Skip to content

Model Deployment

You can deploy models from the Model Square or Model Services. The parameters are explained as follows:

  • Select the model to deploy (e.g., Qwen2-0.5B-Instruct), ensuring the chosen model meets your business needs and task scenarios.
  • Model service name must meet the following requirements:
    • Length limit: 2-64 characters
    • Character limit: Only lowercase letters, numbers, and hyphens (-) are supported, and it must start and end with a lowercase letter or number.
    • Example: text-gen-service or model-01
  • Region
    • Select the region for service deployment (e.g., "Shanghai Area 2").
    • The region selection should be based on business coverage and latency requirements.
  • Number of instances
    • Configure the number of instances to deploy.

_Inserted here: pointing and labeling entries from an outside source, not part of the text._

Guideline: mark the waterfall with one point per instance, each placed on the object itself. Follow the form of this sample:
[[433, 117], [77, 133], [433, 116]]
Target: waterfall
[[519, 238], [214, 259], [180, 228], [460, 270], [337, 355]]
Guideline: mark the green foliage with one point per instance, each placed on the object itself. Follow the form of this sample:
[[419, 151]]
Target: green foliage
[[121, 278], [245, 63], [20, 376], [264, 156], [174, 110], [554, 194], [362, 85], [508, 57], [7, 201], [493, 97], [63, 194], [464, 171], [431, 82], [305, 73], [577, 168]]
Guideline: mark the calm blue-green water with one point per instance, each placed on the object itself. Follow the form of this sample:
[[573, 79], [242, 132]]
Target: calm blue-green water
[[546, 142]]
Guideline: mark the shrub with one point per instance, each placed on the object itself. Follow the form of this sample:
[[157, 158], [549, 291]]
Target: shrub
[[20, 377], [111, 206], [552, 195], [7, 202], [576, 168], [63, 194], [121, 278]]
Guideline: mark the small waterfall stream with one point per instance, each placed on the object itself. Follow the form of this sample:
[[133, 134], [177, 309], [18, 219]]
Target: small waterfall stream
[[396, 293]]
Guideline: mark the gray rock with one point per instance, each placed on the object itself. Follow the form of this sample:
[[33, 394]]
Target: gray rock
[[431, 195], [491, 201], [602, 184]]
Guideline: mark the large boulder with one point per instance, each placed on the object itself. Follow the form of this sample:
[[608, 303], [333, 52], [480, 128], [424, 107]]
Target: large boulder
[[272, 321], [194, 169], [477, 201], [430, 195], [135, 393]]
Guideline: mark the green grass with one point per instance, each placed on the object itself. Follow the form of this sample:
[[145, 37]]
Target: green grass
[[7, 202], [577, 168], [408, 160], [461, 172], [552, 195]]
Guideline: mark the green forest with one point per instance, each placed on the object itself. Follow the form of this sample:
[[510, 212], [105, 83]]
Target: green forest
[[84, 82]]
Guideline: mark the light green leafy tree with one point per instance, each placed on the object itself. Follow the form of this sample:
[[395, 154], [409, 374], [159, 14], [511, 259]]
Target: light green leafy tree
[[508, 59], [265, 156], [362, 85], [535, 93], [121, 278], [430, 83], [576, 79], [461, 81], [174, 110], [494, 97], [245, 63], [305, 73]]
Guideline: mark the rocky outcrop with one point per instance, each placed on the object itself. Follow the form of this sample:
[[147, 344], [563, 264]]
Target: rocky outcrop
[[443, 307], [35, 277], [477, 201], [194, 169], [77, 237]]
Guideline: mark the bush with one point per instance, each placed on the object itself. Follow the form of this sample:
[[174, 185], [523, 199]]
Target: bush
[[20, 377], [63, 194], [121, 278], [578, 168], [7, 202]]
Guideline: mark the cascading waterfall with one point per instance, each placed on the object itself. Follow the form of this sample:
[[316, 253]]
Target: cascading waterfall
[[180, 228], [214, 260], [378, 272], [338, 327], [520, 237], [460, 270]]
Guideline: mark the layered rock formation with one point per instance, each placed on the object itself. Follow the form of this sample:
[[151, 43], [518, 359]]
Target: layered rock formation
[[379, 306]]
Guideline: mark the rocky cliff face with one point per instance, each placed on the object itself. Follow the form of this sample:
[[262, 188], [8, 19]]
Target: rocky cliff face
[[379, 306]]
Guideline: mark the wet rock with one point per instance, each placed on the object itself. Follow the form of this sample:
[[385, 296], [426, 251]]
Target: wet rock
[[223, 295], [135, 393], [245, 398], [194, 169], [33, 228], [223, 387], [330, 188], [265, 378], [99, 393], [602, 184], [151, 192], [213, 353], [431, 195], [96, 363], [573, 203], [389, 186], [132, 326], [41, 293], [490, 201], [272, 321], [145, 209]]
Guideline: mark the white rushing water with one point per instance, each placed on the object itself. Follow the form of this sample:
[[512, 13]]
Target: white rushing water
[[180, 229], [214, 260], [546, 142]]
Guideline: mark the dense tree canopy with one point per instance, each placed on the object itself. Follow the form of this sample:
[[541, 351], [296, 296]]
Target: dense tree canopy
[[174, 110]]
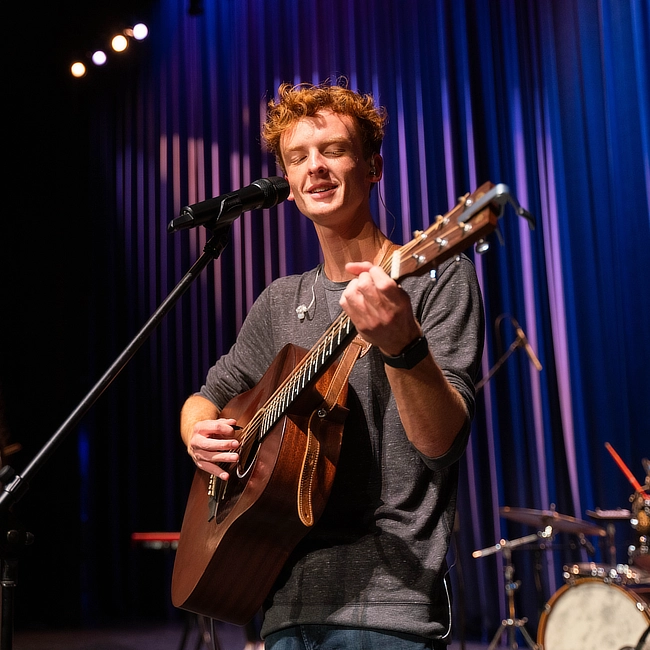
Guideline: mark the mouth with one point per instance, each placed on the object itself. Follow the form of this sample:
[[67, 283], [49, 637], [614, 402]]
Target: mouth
[[321, 189]]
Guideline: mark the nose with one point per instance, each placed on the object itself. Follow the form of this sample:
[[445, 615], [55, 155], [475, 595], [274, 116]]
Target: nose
[[317, 164]]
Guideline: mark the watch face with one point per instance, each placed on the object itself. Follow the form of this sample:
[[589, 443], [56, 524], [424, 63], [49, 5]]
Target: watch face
[[412, 355]]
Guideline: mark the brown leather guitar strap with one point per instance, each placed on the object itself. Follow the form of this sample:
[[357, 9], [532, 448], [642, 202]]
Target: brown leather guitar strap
[[326, 420]]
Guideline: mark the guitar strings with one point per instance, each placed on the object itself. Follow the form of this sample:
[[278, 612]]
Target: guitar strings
[[283, 396]]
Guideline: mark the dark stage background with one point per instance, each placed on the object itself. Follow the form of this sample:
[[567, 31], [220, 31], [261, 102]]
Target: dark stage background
[[548, 97]]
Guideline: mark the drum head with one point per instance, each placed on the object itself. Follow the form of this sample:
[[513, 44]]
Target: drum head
[[592, 615]]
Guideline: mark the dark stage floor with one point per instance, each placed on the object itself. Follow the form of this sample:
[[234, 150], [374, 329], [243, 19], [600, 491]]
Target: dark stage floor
[[162, 637]]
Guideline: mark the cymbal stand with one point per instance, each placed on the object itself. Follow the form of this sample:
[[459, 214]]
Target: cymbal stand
[[512, 623]]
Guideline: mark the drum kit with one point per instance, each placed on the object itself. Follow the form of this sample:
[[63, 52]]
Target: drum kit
[[599, 606]]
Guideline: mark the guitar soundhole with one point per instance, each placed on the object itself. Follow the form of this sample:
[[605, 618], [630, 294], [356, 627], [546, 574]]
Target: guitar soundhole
[[247, 455]]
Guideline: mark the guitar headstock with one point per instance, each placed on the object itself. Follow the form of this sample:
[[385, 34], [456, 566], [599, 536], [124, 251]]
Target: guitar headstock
[[449, 235]]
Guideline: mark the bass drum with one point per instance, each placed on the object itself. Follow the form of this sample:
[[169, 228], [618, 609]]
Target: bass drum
[[590, 614]]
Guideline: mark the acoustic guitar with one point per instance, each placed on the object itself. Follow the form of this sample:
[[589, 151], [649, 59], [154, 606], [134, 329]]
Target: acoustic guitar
[[237, 534]]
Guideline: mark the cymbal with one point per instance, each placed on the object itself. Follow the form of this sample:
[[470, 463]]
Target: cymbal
[[543, 518]]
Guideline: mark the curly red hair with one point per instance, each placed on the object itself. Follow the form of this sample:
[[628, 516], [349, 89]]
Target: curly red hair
[[305, 100]]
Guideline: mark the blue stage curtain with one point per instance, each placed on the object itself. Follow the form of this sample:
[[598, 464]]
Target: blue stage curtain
[[550, 98]]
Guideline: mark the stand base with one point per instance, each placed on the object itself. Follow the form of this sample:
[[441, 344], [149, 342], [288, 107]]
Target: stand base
[[511, 624]]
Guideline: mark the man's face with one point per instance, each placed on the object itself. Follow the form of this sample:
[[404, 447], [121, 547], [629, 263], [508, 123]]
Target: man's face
[[329, 179]]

Default value: 1
    • Instance explanation: The more instances, the stronger the service's concurrency capability, but costs will increase accordingly.
  • Billing method. d.run offers two billing modes:

    1. Pay-as-you-go:

      • Real-time billing based on usage, suitable for short-term use or dynamic demand users.
      • Cost formula: Number of instances × hourly cost.
      • Example: 1 instance × 3 Yuan/hour = 3 Yuan/hour.
    2. Annual or monthly subscription (not currently supported):

      • Purchase service instances in advance at a relatively discounted price, suitable for long-term users.
      • After choosing this mode, the system will prompt the corresponding annual or monthly fee.
  • View configuration costs:

    • The bottom of the page will automatically display the calculation formula for configuration costs and the estimated costs.
    • Example:
      • Configuration cost: 3 Yuan/hour
      • Calculation formula: 1 (number of instances) × 3 Yuan/hour.